Under the GPU Partition section, select the ND96isr_MI300X_v5
VM size and specify the maximum number of nodes to deploy. In this tutorial, we are using 2 nodes. For the Image Name field, select Custom image
and enter microsoft-dsvm:ubuntu-hpc:2204-rocm:22.04.2025030701
.
Note
Ensure the VM size contains an r
in its name (ND96isr_MI300X_v5
) for RDMA support.
Tip
To obtain the uniform resource name (URN) for the VM image, use the command az vm image list --publisher microsoft-dsvm --sku 2204-rocm --all --output table
.
Step 6: Open OnDemand#
Skip this step as the tutorial does not cover Open OnDemand configuration.
Step 7: Advanced#
Skip this step as the tutorial does not cover advanced settings.
Step 9: Review + create#
Review the summary of your configuration to ensure all settings are correct. Select View outputs payload at the bottom of the screen. Copy the JSON-formatted text displayed on the right-hand side and save it locally as parameters.json
.
Create variables#
To simplify repeated commands and reduce errors, create shell variables for common values you will use throughout the deployment process.
Define the following variables:
location=<your-region>
resource_group=<your-resource-group>
ssh_key=<ssh_key_file>
cyclecloud_name=ccw
username=hpcadmin
Replace the placeholder values <your-region>
, <your-resource-group>
, and <ssh_key_file>
with your actual values.
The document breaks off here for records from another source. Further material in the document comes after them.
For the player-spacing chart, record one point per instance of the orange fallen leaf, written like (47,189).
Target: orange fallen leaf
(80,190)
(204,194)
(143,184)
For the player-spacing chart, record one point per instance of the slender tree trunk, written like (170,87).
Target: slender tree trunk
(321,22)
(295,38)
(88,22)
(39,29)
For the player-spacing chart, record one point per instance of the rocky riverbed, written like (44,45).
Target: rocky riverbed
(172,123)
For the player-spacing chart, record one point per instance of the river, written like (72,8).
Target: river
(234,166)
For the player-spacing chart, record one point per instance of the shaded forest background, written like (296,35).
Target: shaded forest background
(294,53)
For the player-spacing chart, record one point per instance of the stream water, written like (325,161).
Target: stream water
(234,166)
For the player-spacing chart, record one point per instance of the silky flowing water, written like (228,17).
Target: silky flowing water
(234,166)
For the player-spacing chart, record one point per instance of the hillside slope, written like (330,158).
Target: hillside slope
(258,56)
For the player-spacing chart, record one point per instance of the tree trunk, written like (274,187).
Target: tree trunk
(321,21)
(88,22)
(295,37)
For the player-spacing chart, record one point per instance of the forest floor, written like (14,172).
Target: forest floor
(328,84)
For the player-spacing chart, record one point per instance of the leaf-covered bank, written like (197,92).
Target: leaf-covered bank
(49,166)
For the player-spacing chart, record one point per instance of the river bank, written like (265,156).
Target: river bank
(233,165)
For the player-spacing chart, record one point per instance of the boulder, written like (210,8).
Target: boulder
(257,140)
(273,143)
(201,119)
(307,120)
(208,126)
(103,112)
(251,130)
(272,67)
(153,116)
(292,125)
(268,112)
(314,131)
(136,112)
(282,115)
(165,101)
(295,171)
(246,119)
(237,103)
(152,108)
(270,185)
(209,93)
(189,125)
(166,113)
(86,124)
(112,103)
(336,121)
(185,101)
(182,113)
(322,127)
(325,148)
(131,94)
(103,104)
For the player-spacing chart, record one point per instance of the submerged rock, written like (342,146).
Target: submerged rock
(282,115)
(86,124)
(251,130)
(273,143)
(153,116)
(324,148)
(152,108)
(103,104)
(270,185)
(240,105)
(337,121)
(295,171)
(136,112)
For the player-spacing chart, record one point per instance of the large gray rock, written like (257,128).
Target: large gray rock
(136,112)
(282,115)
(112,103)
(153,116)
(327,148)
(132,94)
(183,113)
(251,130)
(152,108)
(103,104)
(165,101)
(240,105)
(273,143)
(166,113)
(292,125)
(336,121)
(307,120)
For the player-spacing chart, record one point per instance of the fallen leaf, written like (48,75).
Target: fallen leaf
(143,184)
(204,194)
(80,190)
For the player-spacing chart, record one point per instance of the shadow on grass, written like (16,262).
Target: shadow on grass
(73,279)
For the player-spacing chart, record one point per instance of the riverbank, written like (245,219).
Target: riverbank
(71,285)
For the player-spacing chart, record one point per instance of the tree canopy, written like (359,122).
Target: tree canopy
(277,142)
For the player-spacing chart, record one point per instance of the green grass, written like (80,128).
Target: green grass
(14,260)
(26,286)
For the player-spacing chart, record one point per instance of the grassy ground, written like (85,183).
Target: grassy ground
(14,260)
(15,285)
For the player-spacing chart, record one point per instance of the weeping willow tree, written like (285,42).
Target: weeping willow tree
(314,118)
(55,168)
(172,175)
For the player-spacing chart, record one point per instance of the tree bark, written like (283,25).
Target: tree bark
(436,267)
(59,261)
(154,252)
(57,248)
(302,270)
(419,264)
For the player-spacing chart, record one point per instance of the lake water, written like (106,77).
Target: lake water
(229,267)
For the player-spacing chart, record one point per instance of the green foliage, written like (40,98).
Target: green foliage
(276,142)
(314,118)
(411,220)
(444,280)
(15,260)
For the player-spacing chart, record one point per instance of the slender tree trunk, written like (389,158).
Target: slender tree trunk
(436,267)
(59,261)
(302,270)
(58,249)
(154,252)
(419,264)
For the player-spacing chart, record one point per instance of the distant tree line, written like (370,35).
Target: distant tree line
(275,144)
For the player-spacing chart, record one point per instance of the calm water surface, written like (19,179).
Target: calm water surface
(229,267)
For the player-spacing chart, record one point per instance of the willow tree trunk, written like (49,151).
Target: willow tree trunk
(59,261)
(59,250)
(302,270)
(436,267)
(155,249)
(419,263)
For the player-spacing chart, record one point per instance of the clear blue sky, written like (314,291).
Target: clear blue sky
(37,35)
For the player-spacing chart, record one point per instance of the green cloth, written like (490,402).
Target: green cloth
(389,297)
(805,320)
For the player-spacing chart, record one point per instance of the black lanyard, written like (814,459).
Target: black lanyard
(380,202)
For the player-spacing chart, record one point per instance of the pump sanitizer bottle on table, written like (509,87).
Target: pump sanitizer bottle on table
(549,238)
Keep the default values for cyclecloud_name
and username
unless you have specific requirements.
Note
The <ssh-key-file>
should point to the private SSH key file on your local machine, for example, ~/.ssh/id_rsa
on Linux/macOS or C:\Users\<your-username>\.ssh\id_rsa
on Windows.
Validate solution files#
Before deploying resources, validate the main template mainTemplate.bicep
and parameters file parameters.json
to ensure there are no syntax errors or misconfigurations. Ensure you are positioned in the directory containing the mainTemplate.bicep
and parameters.json
files when you run the command, or adjust the paths accordingly.
Run the following command to validate the files:
az deployment sub validate \
--location $location \
--template-file mainTemplate.bicep \
--parameters parameters.json \
--verbose > validation_output.json
Open the validation_output.json
file and look for "provisioningState": "Succeeded"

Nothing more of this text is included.